Date Published: June 11, 2017
Author(s): Thomas Luechtefeld, Alexandra Maertens, Daniel P. Russo, Costanza Rovida, Hao Zhu, Thomas Hartung.
The public data on skin sensitization from REACH registrations already included 19,111 studies on skin sensitization in December 2014, making it the largest repository of such data so far (1,470 substances with mouse LLNA, 2,787 with GPMT, 762 with both in vivo and in vitro and 139 with only in vitro data). 21% were classified as sensitizers. The extracted skin sensitization data was analyzed to identify relationships in skin sensitization guidelines, visualize structural relationships of sensitizers, and build models to predict sensitization.
While computational toxicology has recently seen the collection of several large-scale datasets (e.g., US EPA’s ToxCast, the Tox21 alliance of US agencies), the data collected by REACH (Regulation (EC) 1907/2006), owing to its legislative nature as a central repository for testing data, is the largest collection of toxicology data today relating to in vitro and in vivo studies. However, REACH dossiers submitted to the European Chemicals Agency (ECHA) are currently not in a machine readable format and any workflows involving the public summary data in REACH depend on a slow and error-prone process of manual extraction.
Multiple programming languages, packages and database tools were used in the development of this project, including SCALA, Java, Python, MongoDB, SQL, HTML Unit and Gephi. For details see Luechtefeld et al. (2016, this issue).
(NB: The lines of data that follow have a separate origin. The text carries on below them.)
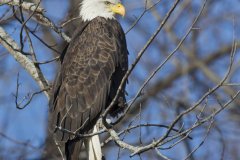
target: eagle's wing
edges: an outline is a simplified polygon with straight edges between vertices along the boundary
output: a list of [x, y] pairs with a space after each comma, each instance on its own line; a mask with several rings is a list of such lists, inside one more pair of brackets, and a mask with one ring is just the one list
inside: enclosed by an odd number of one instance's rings
[[[55, 129], [86, 133], [109, 104], [127, 70], [124, 33], [115, 20], [95, 18], [71, 41], [55, 81], [50, 123], [58, 141], [74, 138]], [[125, 100], [124, 92], [120, 95]]]

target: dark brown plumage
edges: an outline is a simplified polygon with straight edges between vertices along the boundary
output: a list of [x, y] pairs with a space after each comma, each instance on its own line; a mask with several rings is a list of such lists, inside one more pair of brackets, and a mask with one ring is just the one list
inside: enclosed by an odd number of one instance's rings
[[[56, 126], [88, 133], [116, 95], [128, 68], [127, 55], [124, 32], [115, 19], [97, 17], [75, 32], [62, 56], [50, 101], [50, 130], [55, 141], [65, 144], [68, 159], [79, 153], [80, 139]], [[124, 90], [110, 115], [124, 107]]]

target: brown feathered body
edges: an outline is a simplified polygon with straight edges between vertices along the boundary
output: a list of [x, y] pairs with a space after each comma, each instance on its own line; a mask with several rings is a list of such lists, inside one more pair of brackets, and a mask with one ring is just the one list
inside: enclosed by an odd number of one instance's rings
[[[81, 139], [57, 129], [88, 133], [115, 97], [128, 68], [124, 32], [115, 19], [97, 17], [75, 32], [62, 55], [50, 101], [50, 130], [65, 145], [67, 159], [76, 159]], [[125, 104], [125, 85], [110, 115]]]

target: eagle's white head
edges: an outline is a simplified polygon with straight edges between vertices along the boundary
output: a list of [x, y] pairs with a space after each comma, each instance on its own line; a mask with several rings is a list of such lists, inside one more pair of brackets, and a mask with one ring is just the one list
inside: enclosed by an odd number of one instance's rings
[[125, 15], [125, 8], [120, 0], [83, 0], [80, 16], [84, 21], [91, 21], [96, 17], [115, 18], [115, 14]]

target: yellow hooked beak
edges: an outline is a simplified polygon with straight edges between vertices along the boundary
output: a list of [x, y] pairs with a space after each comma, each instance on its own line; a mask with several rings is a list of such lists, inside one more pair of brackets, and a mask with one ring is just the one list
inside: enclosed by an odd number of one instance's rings
[[120, 14], [123, 17], [125, 16], [125, 7], [121, 3], [112, 5], [110, 9], [113, 13]]

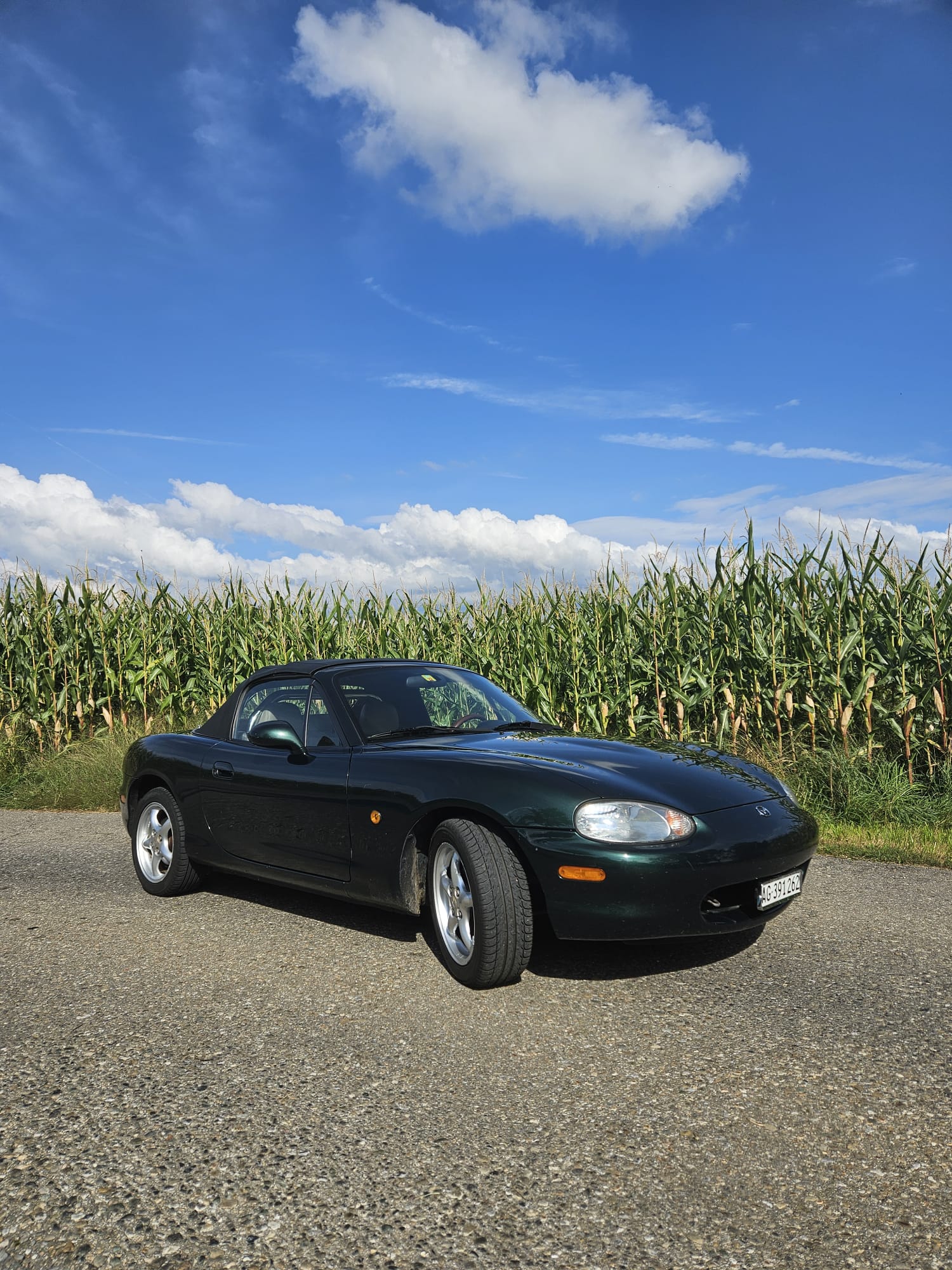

This analysis of skin sensitization data for industrial chemicals registered in REACH shows the wealth of information that can be used to tailor and optimize future testing strategies. Our preliminary analysis shows how such a large dataset can be leveraged. This can considerably reduce testing needs and related costs (Hartung and Rovida, 2009; Rovida and Hartung, 2009). Computational approaches benefit enormously from the amount and quality of the data. Already relatively simple algorithms can make reasonable predictions, also supporting the concept of read-across (Patlewicz et al., 2014). Noteworthy, the majority of new tools and testing strategies were developed over the last decade on the same set of only about 145 substances (Natsch et al., 2013). In a data-rich environment, conclusions can be drawn reasonably from neighboring substances, especially when structural properties are backed with biological profiling (Zhu et al., 2016, this issue).
The characterization of the REACH chemical universe (at the time of extraction, 2014) in the context of skin sensitization showed a proportion of 21% sensitizers among these predominantly high-production volume chemicals. The large number of repeat studies and the overlap of methods used for assessment of many chemicals allowed the investigation of the reproducibility of the in vivo methods. This showed a range of 80–90% and therefore no alternative method or integrated testing strategy (ITS) should be expected to perform better than this as long as we use these tests as points of reference.